The report in question, “Cyberbullying: A Report on Bullying in a Digital Age“, generally indicates that NY State Senators Jeff Klein, Diane Savino, David Carlucci, and David Valesky want NY citizens to be criminally prosecuted for cyberbulling, where they define cyberbullying as a plethora of allegedly offensive acts on the Internet.  Hilariously, the Senators include “trolling” (posting deceptive information to trick or provoke people online) and “exclusion” (“intentionally and cruelly excluding someone from an online group”) as part of their definition of cyberbullying.  Thus, in a sense, the Senators seem to imply that they want to not only criminally prosecute harassment and deceptive tricks posted online, but they also want to punish people for not allowing NY citizens to join their online clubs.  The Senators quite scarily conclude:

The perceived protections of free speech are exactly what enable harmful speech and cruel behavior on the Internet. It is the notion that people can post anything they want, regardless of the harm it might cause another person that has perpetuated, if not created, this cyberbullying culture. But ‘hate speech’ that causes material harm to children should have consequences.
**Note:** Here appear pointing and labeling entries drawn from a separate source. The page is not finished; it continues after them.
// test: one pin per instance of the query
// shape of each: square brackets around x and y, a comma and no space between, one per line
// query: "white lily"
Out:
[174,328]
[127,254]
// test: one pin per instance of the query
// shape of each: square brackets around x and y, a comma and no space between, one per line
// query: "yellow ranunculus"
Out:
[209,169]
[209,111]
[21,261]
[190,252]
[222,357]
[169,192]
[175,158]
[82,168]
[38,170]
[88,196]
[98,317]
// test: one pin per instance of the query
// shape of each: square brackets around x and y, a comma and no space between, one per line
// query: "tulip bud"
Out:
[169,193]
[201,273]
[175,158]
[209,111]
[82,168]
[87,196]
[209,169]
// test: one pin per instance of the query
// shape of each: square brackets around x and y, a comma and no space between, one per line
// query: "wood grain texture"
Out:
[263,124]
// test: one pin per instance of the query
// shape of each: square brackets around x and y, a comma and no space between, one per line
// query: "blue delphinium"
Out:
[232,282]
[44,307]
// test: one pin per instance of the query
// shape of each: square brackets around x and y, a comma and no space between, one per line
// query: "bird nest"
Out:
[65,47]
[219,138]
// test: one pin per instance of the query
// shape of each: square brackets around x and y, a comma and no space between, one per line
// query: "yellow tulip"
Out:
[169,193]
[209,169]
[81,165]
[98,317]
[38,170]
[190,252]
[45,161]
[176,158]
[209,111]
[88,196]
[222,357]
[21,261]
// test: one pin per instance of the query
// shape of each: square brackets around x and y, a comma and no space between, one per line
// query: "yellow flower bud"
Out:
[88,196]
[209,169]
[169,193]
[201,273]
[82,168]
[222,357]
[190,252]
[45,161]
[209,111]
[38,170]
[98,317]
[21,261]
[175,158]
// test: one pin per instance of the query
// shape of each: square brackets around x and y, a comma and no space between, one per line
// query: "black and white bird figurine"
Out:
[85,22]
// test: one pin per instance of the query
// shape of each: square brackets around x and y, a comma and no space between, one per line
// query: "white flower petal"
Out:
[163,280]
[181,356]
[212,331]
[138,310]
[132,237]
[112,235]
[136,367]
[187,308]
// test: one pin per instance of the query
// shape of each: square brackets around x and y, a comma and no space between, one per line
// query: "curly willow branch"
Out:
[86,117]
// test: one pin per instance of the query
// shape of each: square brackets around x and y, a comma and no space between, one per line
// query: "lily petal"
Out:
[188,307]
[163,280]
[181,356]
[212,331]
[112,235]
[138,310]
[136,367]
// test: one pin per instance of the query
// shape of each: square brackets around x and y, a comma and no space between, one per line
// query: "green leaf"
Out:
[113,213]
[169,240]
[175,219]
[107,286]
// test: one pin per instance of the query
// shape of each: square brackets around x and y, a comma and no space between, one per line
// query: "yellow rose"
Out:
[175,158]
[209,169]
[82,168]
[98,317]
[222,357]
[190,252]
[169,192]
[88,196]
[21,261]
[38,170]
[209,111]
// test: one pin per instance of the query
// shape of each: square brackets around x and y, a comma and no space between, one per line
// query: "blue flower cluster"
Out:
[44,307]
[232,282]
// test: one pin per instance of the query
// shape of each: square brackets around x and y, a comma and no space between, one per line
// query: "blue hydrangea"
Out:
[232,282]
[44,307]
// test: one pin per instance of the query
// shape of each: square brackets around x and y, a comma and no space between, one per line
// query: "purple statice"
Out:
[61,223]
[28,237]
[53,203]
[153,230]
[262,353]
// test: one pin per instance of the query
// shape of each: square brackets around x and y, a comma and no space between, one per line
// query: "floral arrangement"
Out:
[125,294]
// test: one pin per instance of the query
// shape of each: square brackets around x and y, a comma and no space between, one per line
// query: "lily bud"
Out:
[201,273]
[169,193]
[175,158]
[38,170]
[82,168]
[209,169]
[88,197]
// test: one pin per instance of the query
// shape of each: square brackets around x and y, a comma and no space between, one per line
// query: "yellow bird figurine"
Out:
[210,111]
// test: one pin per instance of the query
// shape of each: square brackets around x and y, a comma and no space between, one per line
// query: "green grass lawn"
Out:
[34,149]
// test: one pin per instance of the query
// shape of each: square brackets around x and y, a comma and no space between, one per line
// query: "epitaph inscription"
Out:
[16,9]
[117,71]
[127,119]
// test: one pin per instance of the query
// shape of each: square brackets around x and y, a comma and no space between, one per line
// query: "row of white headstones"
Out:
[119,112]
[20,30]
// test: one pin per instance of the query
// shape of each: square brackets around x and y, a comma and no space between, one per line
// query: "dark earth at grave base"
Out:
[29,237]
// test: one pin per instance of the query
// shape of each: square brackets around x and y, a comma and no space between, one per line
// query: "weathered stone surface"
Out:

As you can probably imagine, I find this absolutely ridiculous.

First of all, the Senators are simply mistaken about the First Amendment. Indeed, the First Amendment is regularly limited by legislation in various ways, but this does not make it some sort of nebulous “privilege” such that hurt feelings justify its abridgement. The last time I checked, hurting someone’s feelings — even in real life — never justified criminal prosecution. Hell, it usually doesn’t justify civil litigation without constituting outright slander or libel. Like it or not, implicit within the text of the First Amendment is the right to be as cruel as one wants, right up to the point of libel or slander.

Moreover, it is patently offensive that these Senators wish to essentially regulate the Internet. As I will (attempt to) argue in a forthcoming note, regulation of the Internet to “protect” children is incredibly stupid and pointless, and a ridiculous attempt to assert US jurisdiction over the Internet generally. The idea that one could be criminally prosecuted for refusing to allow someone to join, say, a guild in a video game, is preposterous. Moreover, the idea that hurt feelings justify criminal prosecution at all is an offensive use of the criminal justice system to prosecute minor crimes, ultimately wasting judicial time and taxpayer resources.

The real solution to cyberbulling isn’t criminal prosecution, it’s education and selective participation. Children should be educated to manage and avoid offensive situations on the Internet. If the child in question can’t handle that, they should not use the Internet. It’s that simple.